Well, yes and no. As far as I'm concerned, 2-inch eyepieces and serious portability is a contradiction in terms. There are individual 2-inch eyepieces that weigh as much as an entire 60-mm spotting scope -- and don't bulk much less, either.
Moreover, field curvature limits the useful field of view of any small, light refractor. If I notice dramatic field curvature in my 80-mm f/4.4 scope using a 24-mm Panoptic, just imagine how bad it would be with a 40-mm Panoptic! To say nothing of the 9-mm exit pupil.
For my money, a refractor in the f/5 range with a 1.25-inch focuser is the best possible compromise between wide field and portability.
Incidentally, if the OP wants something really tiny and cute, consider the Stellarvue 50-mm f/4 finder. It fits easily in a coat pocket, yet splits Castor handily with a 3-mm eyepiece. Not a lot of light-gathering capability, though.

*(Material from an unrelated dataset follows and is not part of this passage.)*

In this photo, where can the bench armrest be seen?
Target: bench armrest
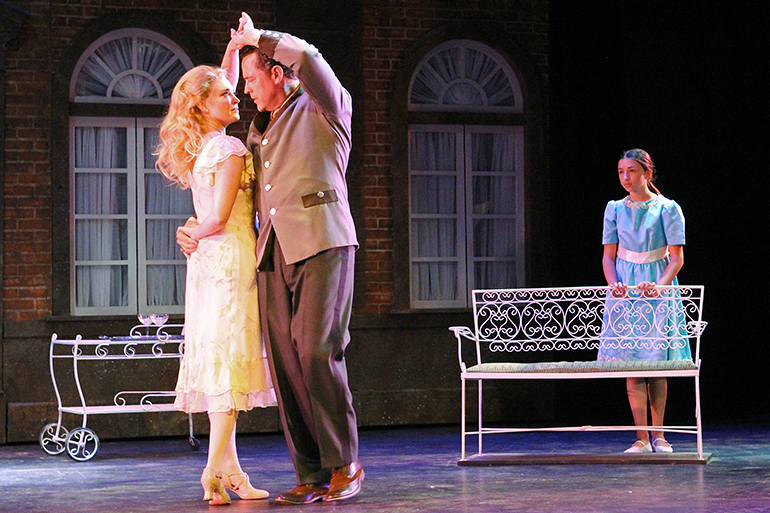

For me, this gets to the heart of the matter. Is the primary reason to choose a 70mm or 80mm scope it's compact, lightweight nature or is because of the unique optical capabilities it offers? Initially, the question seemed to be about the difference in capability between the a 70mm and an 80mm, what would be seen. It wasn't until the second page that Bowlerhat mentioned traveling by train. For me, portability is not the primary concern, it's what the scope can show me.
In terms of field curvature, I do have quite a bit of experience and understanding, I've done a lot of calculations. ST-80's with 2 inch focusers have become quite popular, I have one though it's loaned out right now. I also have an 80mm F/6 and an 80mm F/7, both ED/apo's. I don't have to imagine the field curvature visible with an 80mm F/5 with the 41mm Panoptic, it's a combination I often use to get the widest, brightest view, that's 6.6 degrees at about 10x with a 8.2mm exit pupil. I used to be afraid of exit pupils greater than 7mm and probably most people should be but that was before I discovered that my dark adapted pupil is closer to 8mm than to 7mm. There's field curvature visible, quite a bit to be sure but the views across the field are cleaner than my 10x50 Ultraview's.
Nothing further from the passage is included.